When a landmark, especially a sports facility that had become sort of an intersection of several generations, is lost, future generations are deprived of something that the past had taken for granted. The loss of such landmarks as Boston Garden, Ebbets Field, Chicago Stadium, Tiger Stadium, and Comiskey Park were voluntary; they weren’t demolished out of necessity, such as the result of a fire or earthquake, they were replaced for their own unique reasons, such as failure to generate adequate revenue, declining or increasing attendance, the property had become too valuable for its current purpose, increasing maintenance costs, the other guys have a new stadium so we want one and taxes, among others. The impending demolition of Hollywood Park is a combination of reasons, which all happened to meet at the present time.
First of all, this is an example of ”drive-in theater syndrome.” Many drive-ins were built in rural areas. But as those rural areas were developed, the rising property values made selling, or using the land for something else, difficult options to ignore.
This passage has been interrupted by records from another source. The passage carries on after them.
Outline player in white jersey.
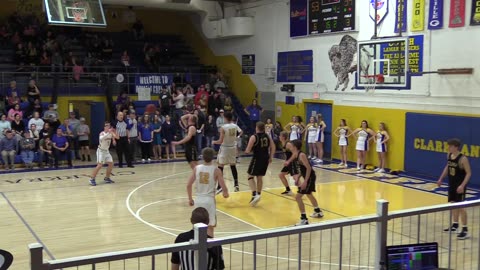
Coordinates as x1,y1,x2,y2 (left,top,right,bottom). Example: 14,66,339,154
187,147,229,237
90,122,119,186
213,112,243,194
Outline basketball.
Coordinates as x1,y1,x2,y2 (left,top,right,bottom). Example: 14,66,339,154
145,104,157,113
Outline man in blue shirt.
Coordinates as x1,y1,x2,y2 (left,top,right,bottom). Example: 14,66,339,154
0,130,18,171
52,128,73,169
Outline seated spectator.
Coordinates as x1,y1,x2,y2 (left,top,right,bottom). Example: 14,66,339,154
20,132,35,169
27,80,40,105
171,207,225,270
52,128,73,169
121,51,130,67
8,104,23,121
77,117,92,161
38,136,54,168
0,130,18,171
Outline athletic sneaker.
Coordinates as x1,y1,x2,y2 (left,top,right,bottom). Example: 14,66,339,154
103,177,115,184
250,195,262,206
457,229,470,240
295,218,308,226
310,210,323,218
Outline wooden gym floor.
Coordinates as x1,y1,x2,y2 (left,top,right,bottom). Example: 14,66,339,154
0,158,479,270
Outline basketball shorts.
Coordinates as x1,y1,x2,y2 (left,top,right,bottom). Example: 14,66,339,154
194,196,217,227
247,157,268,176
97,148,113,164
185,146,198,163
217,145,237,165
448,185,466,202
298,174,317,195
281,162,300,176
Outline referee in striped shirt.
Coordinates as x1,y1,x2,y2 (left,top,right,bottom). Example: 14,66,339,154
115,112,133,168
171,207,225,270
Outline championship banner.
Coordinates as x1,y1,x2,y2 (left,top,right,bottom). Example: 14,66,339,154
135,74,173,95
412,0,425,32
428,0,443,30
470,0,480,25
448,0,465,28
395,0,407,33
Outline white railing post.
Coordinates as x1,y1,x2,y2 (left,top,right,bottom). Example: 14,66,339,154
28,243,43,270
193,223,208,269
375,200,388,269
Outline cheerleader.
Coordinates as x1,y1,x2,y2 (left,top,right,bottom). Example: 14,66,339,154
285,116,303,141
353,120,375,171
333,119,350,168
305,116,318,159
315,114,327,163
375,122,390,173
265,118,274,140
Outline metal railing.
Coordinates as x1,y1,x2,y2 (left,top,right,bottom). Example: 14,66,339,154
29,200,480,270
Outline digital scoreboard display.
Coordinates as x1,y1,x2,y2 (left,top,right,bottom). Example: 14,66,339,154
308,0,355,35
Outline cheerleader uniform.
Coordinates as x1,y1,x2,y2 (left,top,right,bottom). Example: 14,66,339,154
307,125,318,143
290,124,300,141
377,131,387,153
355,129,369,151
338,128,348,146
317,124,325,142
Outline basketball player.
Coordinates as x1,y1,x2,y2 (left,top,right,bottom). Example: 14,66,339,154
187,147,228,237
374,122,390,173
172,114,198,170
245,122,275,206
213,112,243,194
437,139,472,240
353,120,375,171
305,116,318,159
290,140,323,226
333,119,350,168
90,122,119,186
278,131,299,195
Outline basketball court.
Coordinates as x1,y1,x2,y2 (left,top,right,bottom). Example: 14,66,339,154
0,158,478,269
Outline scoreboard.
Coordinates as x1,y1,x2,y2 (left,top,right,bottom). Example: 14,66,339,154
308,0,355,35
Located near Los Angeles International Airport, the value of the Hollywood Park property had outgrown the income generated by horse racing; this was the reason why developers bought the track from Churchill Downs, Inc. back in 2005.
When CDI decided to sell, revenue, as well as government regulations were two big reasons.
Just like race tracks in other states, the owners in California were asking the state assembly to legalize slot machines in order to boost revenue. And just like other states, such as Michigan and New Jersey, state politicians decided to protect other gambling interests from expanded competition. When the owners of the now-closed Detroit Race Course asked for slot machines in order to survive the competition from a new Indian casino, the response from state officials was, “we don’t want you to compete with the casinos.”
A story about the demolition of New Jersey’s Garden State Park claimed that a slot machine bill was vetoed by then-Governor Christine Todd Whitman in 2001 due to campaign contributions that she was receiving from the owners of casinos in Atlantic City; former Wisconsin Governor Jim Doyle allegedly blocked the construction of a casino at Dairlyland Greyhound Park for similar reasons.
Attempts to put slot machines in Kentucky race tracks have failed for a different reason: lawmakers claim that they want to preserve the tradition of horse racing. Ironically, this attempt to “preserve the tradition,” may lead to Kentucky soon becoming a two-track state: Churchill Downs and Keeneland.
When personal opinions, conflicts of interest, lack of knowledge and indifference have influence on the drafting and passing or defeat of legislation, the ripple effect only becomes larger as it travels down the affected industry; and the employee at the bottom is the one who feels the damage the most.
Besides the problems within one-way competition, another damaging problem is bureaucrats with little or no knowledge of the industries or goods that they are supposed to regulate.